The Surreal World of Central Asia: Two Rivers by Carolyn Drake

This is one of several preserved species on display in the History Museum of Aralsk, a formerly bustling Soviet fishing port on the Aral Sea. The animals were placed in Kazakhstan's "Red Book" of endangered species as water from the Syr and Amu Darya was diverted for cotton farming, causing the Aral Sea and the life it supported to deteriorate.  The Aral Sea has been steadily shrinking since the 1960s. By 2007 it had declined to 10% of its original size, splitting into three lakes, one of which has since disappeared. Animal life around the dried South Aral Sea has vanished, and the Aralsk History Museum's taxidermy evidence of the region's once vibrant animal life are also slowly distintegrating.
Carolyn Drake—Panos
The following photographs were taken in 2007 - 2011.

A preserved Aral Sea bream on view at a permanent exhibition in the History Museum in Aralsk as a memorial to the life that once thrived in and around the Aral Sea.

Aralsk, Kazakhstan

The land between the Amu Darya and Syr Darya, the rivers the ancient Greeks knew as the Oxus and Jaxartes, serves for many of us as the ultimate flyover territory as we jet from Europe to Asia and beyond. Carolyn Drake, an American photographer who has worked for TIME, the New Yorker and National Geographic, spent five years and 15 trips roaming this expanse of Central Asia, documenting a hardy people who survived on the fringes of empires Russian and Chinese. From her travels to places with Tolkien-esque names—Osh, Termez, Kokand—comes a photography book called Two Rivers. It is a surreal and improbably luminous work, leavened by the kind of humor that flourishes in the harshest of places.
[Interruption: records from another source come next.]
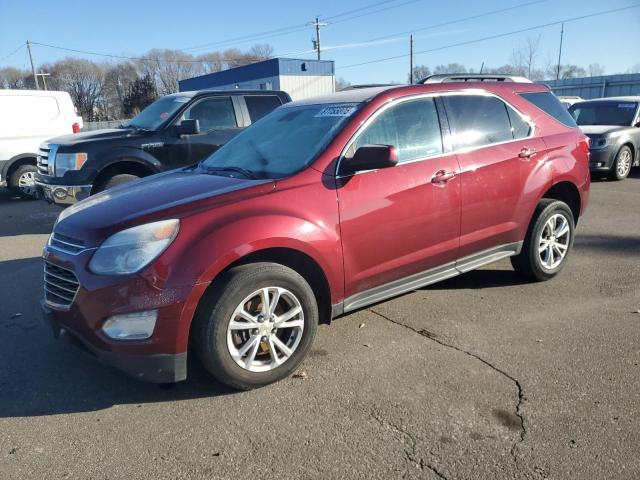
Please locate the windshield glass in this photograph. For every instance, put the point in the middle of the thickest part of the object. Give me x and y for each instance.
(604, 113)
(284, 142)
(156, 114)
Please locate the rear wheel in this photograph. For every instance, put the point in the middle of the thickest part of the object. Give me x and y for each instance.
(257, 326)
(547, 243)
(23, 182)
(622, 164)
(116, 180)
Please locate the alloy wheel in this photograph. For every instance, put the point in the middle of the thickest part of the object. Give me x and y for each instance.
(624, 163)
(554, 241)
(265, 329)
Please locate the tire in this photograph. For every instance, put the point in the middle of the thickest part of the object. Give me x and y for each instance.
(539, 265)
(116, 180)
(22, 182)
(220, 348)
(622, 164)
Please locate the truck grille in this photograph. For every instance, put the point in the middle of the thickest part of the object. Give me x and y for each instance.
(60, 285)
(44, 153)
(67, 244)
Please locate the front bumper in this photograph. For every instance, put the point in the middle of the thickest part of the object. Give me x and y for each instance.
(601, 159)
(64, 194)
(154, 368)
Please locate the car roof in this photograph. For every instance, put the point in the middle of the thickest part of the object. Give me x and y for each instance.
(628, 98)
(235, 91)
(360, 95)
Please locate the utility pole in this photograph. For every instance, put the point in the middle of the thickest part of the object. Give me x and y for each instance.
(411, 59)
(560, 52)
(43, 75)
(33, 69)
(316, 42)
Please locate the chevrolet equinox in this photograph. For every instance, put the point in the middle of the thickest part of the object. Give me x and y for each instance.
(322, 207)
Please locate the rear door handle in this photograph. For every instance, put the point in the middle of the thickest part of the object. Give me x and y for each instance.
(442, 176)
(527, 153)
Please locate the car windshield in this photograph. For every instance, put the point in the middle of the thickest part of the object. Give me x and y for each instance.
(282, 143)
(156, 114)
(604, 113)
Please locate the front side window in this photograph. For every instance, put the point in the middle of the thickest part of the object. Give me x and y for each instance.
(284, 142)
(412, 127)
(477, 120)
(604, 113)
(212, 113)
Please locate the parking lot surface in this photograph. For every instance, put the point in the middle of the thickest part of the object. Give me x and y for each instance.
(482, 376)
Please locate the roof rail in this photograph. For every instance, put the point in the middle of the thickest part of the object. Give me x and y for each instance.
(368, 85)
(473, 77)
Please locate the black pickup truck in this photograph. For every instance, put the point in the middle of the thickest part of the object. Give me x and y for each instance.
(175, 131)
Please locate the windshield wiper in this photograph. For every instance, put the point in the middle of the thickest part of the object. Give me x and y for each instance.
(243, 171)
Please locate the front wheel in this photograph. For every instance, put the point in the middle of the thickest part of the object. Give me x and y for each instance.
(257, 326)
(622, 164)
(547, 243)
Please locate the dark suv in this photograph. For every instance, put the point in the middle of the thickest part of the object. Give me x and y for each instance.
(325, 206)
(175, 131)
(613, 125)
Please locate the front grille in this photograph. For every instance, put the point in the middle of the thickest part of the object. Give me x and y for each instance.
(60, 285)
(67, 244)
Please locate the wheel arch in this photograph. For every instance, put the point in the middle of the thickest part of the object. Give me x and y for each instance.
(568, 193)
(292, 258)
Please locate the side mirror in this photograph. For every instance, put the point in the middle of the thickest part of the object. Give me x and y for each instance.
(371, 157)
(188, 127)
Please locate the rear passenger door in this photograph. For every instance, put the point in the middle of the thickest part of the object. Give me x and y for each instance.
(497, 152)
(402, 220)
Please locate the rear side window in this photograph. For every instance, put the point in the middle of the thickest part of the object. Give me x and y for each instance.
(549, 103)
(260, 105)
(477, 120)
(412, 127)
(520, 128)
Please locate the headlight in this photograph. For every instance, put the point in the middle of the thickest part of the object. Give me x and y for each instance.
(68, 161)
(131, 250)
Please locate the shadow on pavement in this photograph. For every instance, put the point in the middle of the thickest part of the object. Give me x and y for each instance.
(42, 376)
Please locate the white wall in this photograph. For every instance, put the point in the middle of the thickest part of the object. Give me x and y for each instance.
(305, 86)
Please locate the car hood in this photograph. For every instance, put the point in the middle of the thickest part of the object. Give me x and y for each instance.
(597, 130)
(169, 194)
(105, 134)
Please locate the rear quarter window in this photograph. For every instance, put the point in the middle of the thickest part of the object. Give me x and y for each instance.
(260, 105)
(549, 103)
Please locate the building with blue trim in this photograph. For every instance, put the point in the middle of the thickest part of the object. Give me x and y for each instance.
(299, 78)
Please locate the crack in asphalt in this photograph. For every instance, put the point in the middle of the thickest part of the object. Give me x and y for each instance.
(410, 454)
(518, 409)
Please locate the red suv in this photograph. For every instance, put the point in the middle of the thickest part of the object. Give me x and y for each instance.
(322, 207)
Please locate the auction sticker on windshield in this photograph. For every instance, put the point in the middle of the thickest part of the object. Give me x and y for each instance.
(341, 110)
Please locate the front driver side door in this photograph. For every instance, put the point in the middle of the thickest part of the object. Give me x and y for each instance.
(405, 220)
(219, 123)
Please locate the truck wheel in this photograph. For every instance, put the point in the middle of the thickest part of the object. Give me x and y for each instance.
(23, 182)
(547, 243)
(622, 164)
(116, 180)
(257, 325)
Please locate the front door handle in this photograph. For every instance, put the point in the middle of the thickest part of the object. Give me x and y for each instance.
(441, 177)
(527, 153)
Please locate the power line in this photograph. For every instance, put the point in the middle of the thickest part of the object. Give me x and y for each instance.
(13, 52)
(492, 37)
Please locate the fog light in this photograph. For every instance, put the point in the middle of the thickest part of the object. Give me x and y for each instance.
(131, 326)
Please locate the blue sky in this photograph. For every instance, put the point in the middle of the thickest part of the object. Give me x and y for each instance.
(133, 27)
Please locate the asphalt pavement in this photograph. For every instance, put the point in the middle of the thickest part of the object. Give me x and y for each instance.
(484, 376)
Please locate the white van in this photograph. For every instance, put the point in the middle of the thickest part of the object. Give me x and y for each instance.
(28, 118)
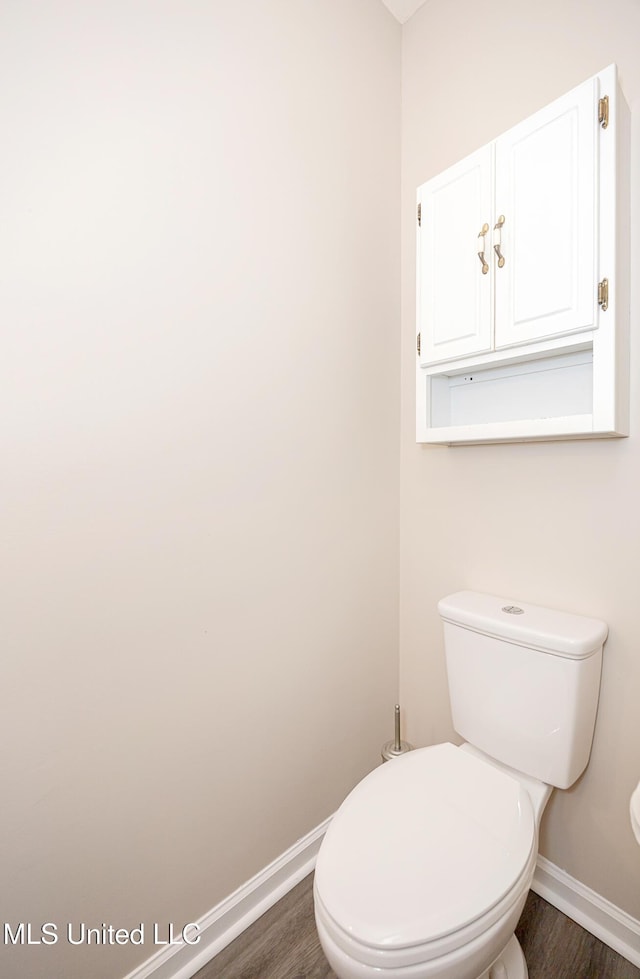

The land between the two rivers once supported fishing ports and fertile farms. But the ecological aggression of the Soviets, not to mention the toll of global warming, has robbed the region of liquid and life. Boats are now marooned on earth, livestock parched. Always there is dust. Raised in coastal cities and most comfortable when the horizon ends in a confluence of sea and sky, I find the aridness unsettling. Yet Carolyn captures the counterpoints to the landlocked breadth: a dirty puddle, a rush of irrigation water, a murky pool embellished with Olympic iconography.

If the Inuits, perhaps apocryphally, have dozens of words for snow, surely the peoples of Central Asia living in present-day Turkmenistan, Uzbekistan, Tajikistan, Kazakhstan and Kyrgyzstan must know how to distinguish between so many shades of brown: the salt flats of what once was the Aral Sea; the rusting machinery of the Soviet planned economy; the matted wool of a dirty sheep; all those deserts with all that sand; the stalks of cotton plants that suck up scarce water; the nuts and flatbread Central Asians offer up with their boisterous hospitality.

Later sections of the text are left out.